A rectangular silk spread with richly embroidered silk decoration. In the centre of the spread is the double-headed eagle of the Habsburg Empire, surrounded by an elaborate tableau of flowers, wildlife, fowl and noble figures in hunting scenes, divided into four quarters. The whole is framed by a wide edge depicting fountains and a rich assortment of animals and mythical creatures. The double-headed Habsburg eagle is repeated at three of the corners, while the fourth bears the coat of arms of the bedspread’s recipient, the Duke of Ursel.
Conrad-Albert d’Ursel (1665-1738), Imperial Count of the Holy Roman Empire, Baron of Wesemael and Lord of Hingene, was elevated to Duke of Ursel by Emperor Charles VI in 1716, and to Duke of Hoboken in 1717. In 1726 he inherited the property of the extinct family branch of the counts of Grobbendonk. Through his marriage to princess Eleonore Christine Elisabeth von Salm-Neufville (1678-1737), the d’Ursel family also inherited the principauté d’Arches et de Charleville upon the death of her father, Charles Theodore Otto, Prince of Salm. Their descendants held the position of “Erfelijk Grootjagermeester en Opperhoutvester,” or Hereditary Grand Huntmaster and Chief Forester of the county of Flanders.
Chinese silk was highly valued in Europe for its quality and the vibrancy of its designs. Starting in the sixteenth century, Chinese silk workshops adjusted their production to suit the preferences and demands of the overseas European markets. With the European appetite for Asian goods in the seventeenth century, Chinese and Indian textiles became a popular expression of refinement and taste.
In Europe, the trade in finished Chinese silk was relatively modest: the greatest part of silk imports consisted of raw silk intended for the luxury market. Finished luxury silk products such as this commissioned bedspread are rare.
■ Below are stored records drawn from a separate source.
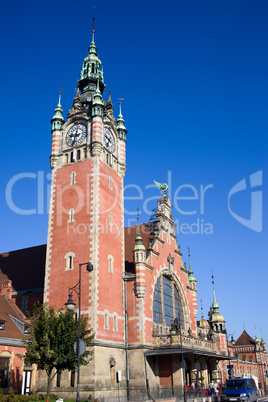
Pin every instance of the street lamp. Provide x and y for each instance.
(174, 329)
(70, 305)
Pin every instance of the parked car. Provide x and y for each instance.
(240, 389)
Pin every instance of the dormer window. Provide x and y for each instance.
(2, 325)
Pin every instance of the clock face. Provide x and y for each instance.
(76, 135)
(108, 140)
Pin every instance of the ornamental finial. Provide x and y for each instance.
(93, 25)
(162, 187)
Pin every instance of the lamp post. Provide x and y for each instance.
(70, 305)
(176, 328)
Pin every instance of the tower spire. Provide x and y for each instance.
(58, 120)
(120, 122)
(91, 70)
(93, 27)
(216, 319)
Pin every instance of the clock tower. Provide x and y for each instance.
(86, 217)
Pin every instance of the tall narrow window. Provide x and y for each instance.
(71, 215)
(58, 379)
(73, 174)
(72, 378)
(69, 260)
(166, 302)
(106, 319)
(115, 322)
(110, 263)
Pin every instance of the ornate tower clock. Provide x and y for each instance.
(86, 213)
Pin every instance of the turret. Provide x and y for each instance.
(139, 257)
(191, 277)
(57, 122)
(216, 320)
(122, 132)
(91, 71)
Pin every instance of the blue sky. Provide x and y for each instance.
(193, 76)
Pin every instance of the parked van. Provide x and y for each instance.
(240, 389)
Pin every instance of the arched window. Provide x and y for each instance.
(166, 302)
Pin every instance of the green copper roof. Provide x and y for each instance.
(57, 120)
(91, 70)
(120, 125)
(216, 316)
(139, 245)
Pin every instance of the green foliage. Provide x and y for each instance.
(52, 338)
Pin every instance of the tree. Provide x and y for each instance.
(51, 343)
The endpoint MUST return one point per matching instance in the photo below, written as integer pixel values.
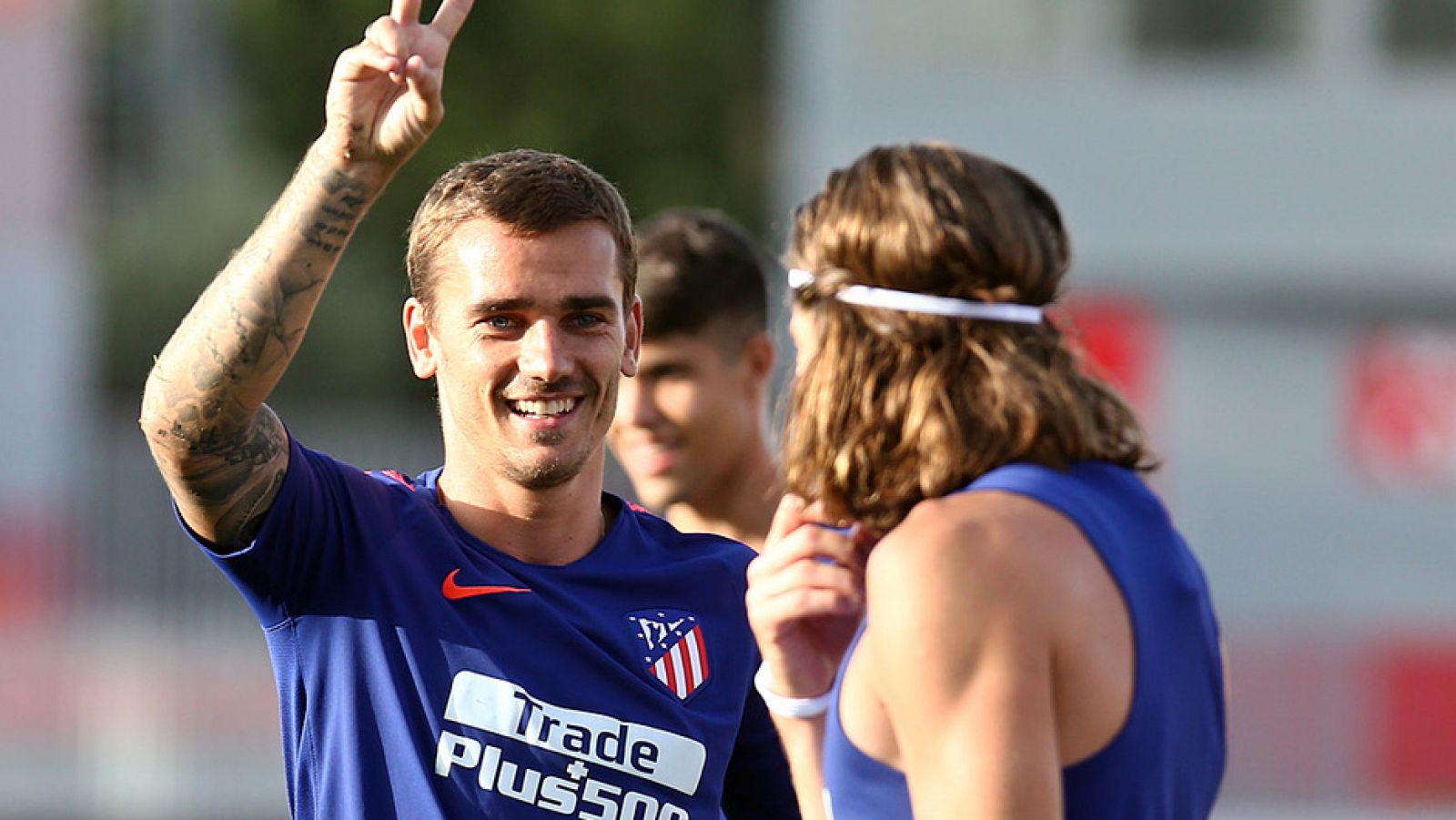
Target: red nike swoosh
(456, 592)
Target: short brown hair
(529, 191)
(701, 271)
(895, 407)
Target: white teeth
(550, 407)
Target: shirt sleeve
(757, 783)
(303, 545)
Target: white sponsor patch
(504, 708)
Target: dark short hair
(699, 269)
(529, 191)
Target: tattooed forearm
(217, 444)
(230, 482)
(339, 216)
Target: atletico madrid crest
(674, 650)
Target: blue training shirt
(426, 674)
(1168, 759)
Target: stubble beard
(551, 471)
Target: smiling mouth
(542, 408)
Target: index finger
(788, 517)
(450, 16)
(405, 12)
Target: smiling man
(692, 427)
(495, 637)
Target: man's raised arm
(222, 451)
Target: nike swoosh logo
(456, 592)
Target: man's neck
(551, 526)
(740, 507)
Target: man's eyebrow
(521, 303)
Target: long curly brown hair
(893, 407)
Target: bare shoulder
(997, 536)
(976, 552)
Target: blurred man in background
(692, 429)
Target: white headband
(925, 303)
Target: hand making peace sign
(383, 99)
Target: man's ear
(759, 354)
(633, 342)
(419, 339)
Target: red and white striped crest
(676, 650)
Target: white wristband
(790, 706)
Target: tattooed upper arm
(226, 484)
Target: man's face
(528, 339)
(689, 417)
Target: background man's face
(688, 419)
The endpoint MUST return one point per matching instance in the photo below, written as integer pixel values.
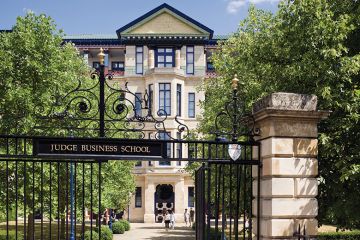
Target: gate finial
(234, 82)
(101, 56)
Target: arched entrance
(164, 200)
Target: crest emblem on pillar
(234, 151)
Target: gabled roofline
(162, 6)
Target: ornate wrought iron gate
(225, 198)
(59, 196)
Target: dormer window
(164, 57)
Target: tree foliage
(309, 47)
(37, 65)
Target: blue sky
(105, 16)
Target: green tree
(306, 47)
(36, 67)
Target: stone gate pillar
(289, 147)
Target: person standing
(167, 220)
(192, 216)
(186, 217)
(172, 219)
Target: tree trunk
(30, 227)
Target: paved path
(156, 231)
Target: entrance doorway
(164, 200)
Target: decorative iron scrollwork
(81, 109)
(234, 115)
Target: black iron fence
(49, 199)
(225, 201)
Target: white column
(177, 58)
(179, 200)
(149, 216)
(151, 59)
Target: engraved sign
(92, 148)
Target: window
(139, 60)
(165, 136)
(86, 57)
(164, 99)
(178, 148)
(138, 100)
(164, 57)
(190, 59)
(210, 67)
(178, 99)
(151, 96)
(191, 197)
(138, 201)
(117, 66)
(106, 60)
(96, 65)
(191, 105)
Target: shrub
(87, 235)
(126, 224)
(12, 235)
(118, 228)
(353, 235)
(106, 233)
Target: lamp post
(72, 235)
(101, 57)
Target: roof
(90, 36)
(171, 9)
(112, 39)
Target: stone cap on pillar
(287, 101)
(288, 114)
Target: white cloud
(233, 6)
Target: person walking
(192, 217)
(186, 217)
(172, 219)
(167, 220)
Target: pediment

The elaborate iconography around the theme of hunting relates to the title of Hereditary Grand Huntmaster and Chief Forester of Flanders, which the family already bore in the seventeenth century. Due to the combination of the embroidery’s stylistic elements, the iconography and the coats of arms of both Emperor Charles VI and the Duke of Ursel, it is fairly certain that the bedspread dates from the year in which Conrad-Albert d’Ursel was elevated to the peerage as a duke by Emperor Charles VI. However, whether the bedspread was a gift or a piece commissioned by the new Duke himself cannot be determined.